Novels are meant to be roomy compared to, well, just about every other kind of writing. In fact, one of the things a writer hears frequently when working on shorter projects is “Save it for your novel.” Good advice, but now you're telling me I can't even take my time with my novel? Establish a setting, generate mood and tone, create a few characters, maybe? Racing through all this (or worse yet, ignoring it entirely) for the sake of forced brevity is a good way to reduce your writing to little more than a string of hackneyed cliches (like that one).
And novel readers are a different kind of audience. They tend to make more informed choices because they usually know what they like. Very few people pick up a random book, no idea what it's about, and start reading on page one. That's what inside jacket flaps are for. If a reader is looking for a romance and the book is described as a darkly repellent horror story, there's not likely to be even a glance at the fist page. And here's another little secret: audiences want to be pleased. While there are certain critics who only seek opportunities to tear something down, most audiences are looking for a reason to like your work. They want to be entertained, to enjoy themselves. So long as you don't jar them out of the story with bad writing, flat characters, dull plots, tedious over-description, improbable events, etc., they'll keep going. Also, remember that, as a storyteller, you're a kind of performer, and performers should exude confidence. I'm in no hurry, you tell them. Are you? You're already intrigued, I can tell. Trust me. Stick with it, it's only going to get better. Few things attract like well-placed confidence. Conversely, few things repel like the stink of desperation. You must read this! Read this now! I beg you! It's terribly important!

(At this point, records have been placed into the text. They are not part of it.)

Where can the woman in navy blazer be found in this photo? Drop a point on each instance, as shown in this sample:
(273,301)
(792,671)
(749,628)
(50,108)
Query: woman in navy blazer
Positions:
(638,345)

Of course, there's nothing wrong with a novel that grabs you in the first sentence. Nothing at all. And I am by no means suggesting that a novel should be lazy, sloppy, or otherwise disorganized. Every word in it should be there for a reason, should help tell the story by advancing the plot, developing the characters, fleshing out the setting, etc. But if every novelist tries to make the writing jump off the page starting with page one, we'll end up with the inevitable lowest common denominator effect – a deluge of novels that read like advertising copy. Not all good writing jumps off the page at you. To me, some of the best writing draws you in, subtly at first perhaps, slowly but inexorably. Okay, this isn't bad. Haven't made up my mind yet. Maybe just a few more paragraphs, a few more pages, and suddenly you find you've crossed that invisible line where you're unwilling to put it down. Don't feel compelled to abandon the powerful nuance of this art merely to satisfy the bean counters of the world.